The key to dealing with an angry teen is to realize that you were once like that yourself. The same issues that make teens angry never change. We live in a society where we are considered children long after our biology dictates that we are adults. Many angry teens are just trying to accept natural, inborn drives. They become interested in the opposite sex, attempt to to find their identity, and want to go out in the world and have more responsibility. A big part of what makes them angry is that society still sees them as children. They’re suddenly going through all these changes and can’t express their natural drives in a healthy way because our society constrains them.
When my daughter was an angry teen, I initially had the same problems that many parents have. Then, I started to think about what it was like to be that age. I sat down with her and had a long talk about what she was going through, what she wanted, and what we would require as her parents. Just telling angry teens that you understand and showing them that you respect the need for more freedom can do a lot to defuse the situation. Carrying through on that can do even more. If you trust your teenager’s judgment, in general that trust will be rewarded. If you treat your teenager as a child, that teenager is more likely to be childish.

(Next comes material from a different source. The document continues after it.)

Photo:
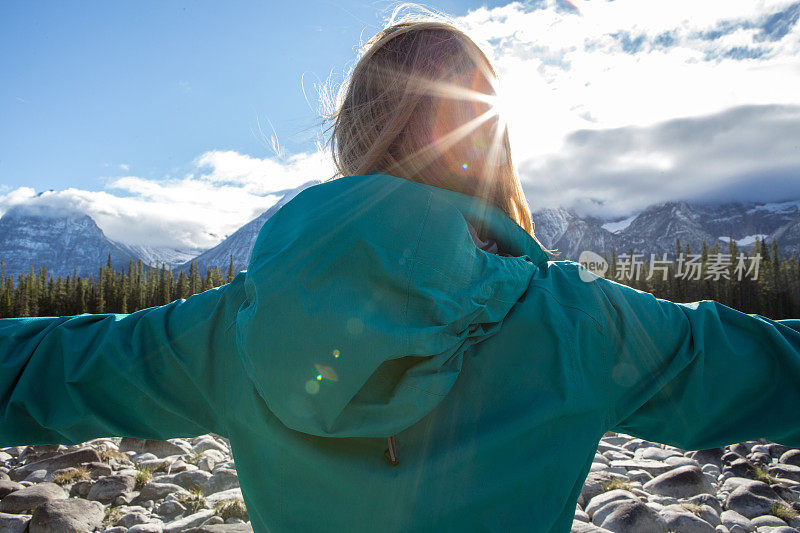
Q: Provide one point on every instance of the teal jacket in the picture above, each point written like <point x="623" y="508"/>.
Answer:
<point x="368" y="312"/>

Then again, sometimes things get so bad for an angry teen that you really do need to get some sort of outside help. With my daughter, it was just normal teenage identity things, but a family friend had teenagers with more serious issues. Both their son and daughter were involved in unsavory relationships, using dangerous drugs like alcohol and tobacco, and in general getting into a lot of trouble. This wasn’t your normal angry teen situation. This was a dangerous situation with a lot of risky behavior. They were such angry people that they weren’t amenable to reason. They could not be talked with. They had to both go through long periods of counseling to get better.